Estrutura do documento e metadados
pdf_get_outline(doc) # document outline / bookmarks tree
pdf_get_page_labels(doc) # page-label ranges
pdf_get_xmp_metadata(doc) # XMP metadata as a list
pdf_get_source_bytes(doc) # the original source bytes of the document
pdf_plan_split_by_bookmarks(doc, options_json = NULL) # plan a split of the document by top-level bookmarks
Detalhes de anotações
Inspeciona anotações individuais por página e índice.

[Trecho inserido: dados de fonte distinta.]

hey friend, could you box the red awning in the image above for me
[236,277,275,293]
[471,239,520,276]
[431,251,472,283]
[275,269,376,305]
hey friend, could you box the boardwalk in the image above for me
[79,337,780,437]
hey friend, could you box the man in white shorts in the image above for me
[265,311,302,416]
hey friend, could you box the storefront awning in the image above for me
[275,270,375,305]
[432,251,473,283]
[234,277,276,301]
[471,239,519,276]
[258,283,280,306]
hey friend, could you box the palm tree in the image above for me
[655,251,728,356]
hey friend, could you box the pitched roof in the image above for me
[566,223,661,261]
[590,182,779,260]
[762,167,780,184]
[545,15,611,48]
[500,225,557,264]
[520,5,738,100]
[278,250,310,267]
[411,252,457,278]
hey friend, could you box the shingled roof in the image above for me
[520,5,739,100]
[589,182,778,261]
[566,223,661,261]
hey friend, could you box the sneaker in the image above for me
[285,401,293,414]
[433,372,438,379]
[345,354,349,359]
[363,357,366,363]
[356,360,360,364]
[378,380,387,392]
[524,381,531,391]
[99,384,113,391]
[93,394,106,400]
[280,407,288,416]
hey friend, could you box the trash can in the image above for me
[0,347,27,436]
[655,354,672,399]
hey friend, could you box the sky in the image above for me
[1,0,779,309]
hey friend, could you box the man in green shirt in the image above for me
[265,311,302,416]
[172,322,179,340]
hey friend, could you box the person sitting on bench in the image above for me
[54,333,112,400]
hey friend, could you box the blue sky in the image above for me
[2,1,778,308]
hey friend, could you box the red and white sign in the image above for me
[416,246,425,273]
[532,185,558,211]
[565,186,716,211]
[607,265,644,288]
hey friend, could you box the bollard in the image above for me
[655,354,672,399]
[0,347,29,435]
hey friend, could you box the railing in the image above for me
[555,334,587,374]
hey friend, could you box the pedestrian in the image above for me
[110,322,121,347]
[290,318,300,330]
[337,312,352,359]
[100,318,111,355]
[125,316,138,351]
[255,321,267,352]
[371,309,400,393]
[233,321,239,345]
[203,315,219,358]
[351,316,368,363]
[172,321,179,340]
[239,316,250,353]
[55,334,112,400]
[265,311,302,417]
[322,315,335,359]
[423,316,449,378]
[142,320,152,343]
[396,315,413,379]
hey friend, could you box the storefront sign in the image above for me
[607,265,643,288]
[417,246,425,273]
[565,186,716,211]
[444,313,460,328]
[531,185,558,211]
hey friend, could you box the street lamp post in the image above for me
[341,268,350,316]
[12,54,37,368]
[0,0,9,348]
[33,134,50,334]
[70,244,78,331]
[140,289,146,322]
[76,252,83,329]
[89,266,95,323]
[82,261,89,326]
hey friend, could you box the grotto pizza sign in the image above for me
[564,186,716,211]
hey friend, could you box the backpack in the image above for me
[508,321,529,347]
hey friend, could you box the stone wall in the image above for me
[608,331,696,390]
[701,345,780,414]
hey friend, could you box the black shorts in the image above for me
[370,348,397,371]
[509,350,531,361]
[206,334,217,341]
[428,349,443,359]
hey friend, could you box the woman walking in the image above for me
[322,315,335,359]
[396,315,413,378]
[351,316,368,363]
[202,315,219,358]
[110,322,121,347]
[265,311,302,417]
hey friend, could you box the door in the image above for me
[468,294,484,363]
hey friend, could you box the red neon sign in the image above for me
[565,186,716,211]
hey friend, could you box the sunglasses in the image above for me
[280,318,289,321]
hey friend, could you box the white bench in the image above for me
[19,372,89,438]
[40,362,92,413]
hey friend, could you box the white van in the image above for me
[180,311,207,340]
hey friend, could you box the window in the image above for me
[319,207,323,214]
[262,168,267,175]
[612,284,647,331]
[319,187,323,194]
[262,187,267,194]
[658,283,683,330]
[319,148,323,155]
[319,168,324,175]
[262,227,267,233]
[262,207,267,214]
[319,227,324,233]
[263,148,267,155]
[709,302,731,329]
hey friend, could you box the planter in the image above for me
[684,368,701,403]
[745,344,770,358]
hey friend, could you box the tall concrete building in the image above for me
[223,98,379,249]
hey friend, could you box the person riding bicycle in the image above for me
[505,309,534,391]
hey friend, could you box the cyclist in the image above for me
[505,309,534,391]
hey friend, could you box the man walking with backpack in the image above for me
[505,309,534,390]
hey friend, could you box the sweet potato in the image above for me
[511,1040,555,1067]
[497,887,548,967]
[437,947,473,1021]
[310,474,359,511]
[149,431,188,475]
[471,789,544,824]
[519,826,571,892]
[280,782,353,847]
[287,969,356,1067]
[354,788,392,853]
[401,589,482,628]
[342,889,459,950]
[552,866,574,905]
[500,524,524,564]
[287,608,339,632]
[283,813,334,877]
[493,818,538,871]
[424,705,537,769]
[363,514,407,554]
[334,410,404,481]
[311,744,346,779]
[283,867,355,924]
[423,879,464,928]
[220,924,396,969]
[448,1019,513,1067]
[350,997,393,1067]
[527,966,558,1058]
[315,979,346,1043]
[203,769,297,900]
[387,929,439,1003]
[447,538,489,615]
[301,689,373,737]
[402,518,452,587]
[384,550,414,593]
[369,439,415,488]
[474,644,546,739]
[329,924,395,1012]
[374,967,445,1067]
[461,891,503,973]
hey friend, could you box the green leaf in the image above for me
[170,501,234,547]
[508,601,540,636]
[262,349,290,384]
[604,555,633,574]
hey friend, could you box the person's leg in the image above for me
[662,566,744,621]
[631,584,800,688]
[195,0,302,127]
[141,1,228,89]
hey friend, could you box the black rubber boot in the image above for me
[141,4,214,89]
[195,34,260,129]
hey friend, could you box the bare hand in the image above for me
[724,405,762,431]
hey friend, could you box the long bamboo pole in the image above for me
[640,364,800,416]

pdf_annotation_get_color(doc, page, index) # annotation RGB color
pdf_annotation_get_creation_date(doc, page, index) # creation date string
pdf_annotation_get_modification_date(doc, page, index) # modification date string
pdf_annotation_is_hidden(doc, page, index) # TRUE if the annotation is hidden
pdf_annotation_is_marked_deleted(doc, page, index) # TRUE if marked deleted
pdf_annotation_is_printable(doc, page, index) # TRUE if the annotation prints
pdf_annotation_is_read_only(doc, page, index) # TRUE if read-only
pdf_link_annotation_get_uri(doc, page, index) # URI of a link annotation
pdf_text_annotation_get_icon_name(doc, page, index) # icon name of a text annotation
pdf_highlight_annotation_quad_points_count(doc, page, index) # number of highlight quad points
pdf_highlight_annotation_quad_point(doc, page, index, quad_index) # one highlight quad point
pdf_annotations_to_json(doc, page) # all annotations on a page as JSON
Helpers de JSON para fontes e elementos
pdf_font_get_size(doc, page, index) # size of a font record on a page
pdf_fonts_to_json(doc, page) # page fonts as JSON
pdf_elements_to_json(doc, page) # page elements as JSON
Renderização
Renderiza páginas em imagens raster. format: 0 = PNG, 1 = JPEG. Coordenadas e DPI são documentados por função.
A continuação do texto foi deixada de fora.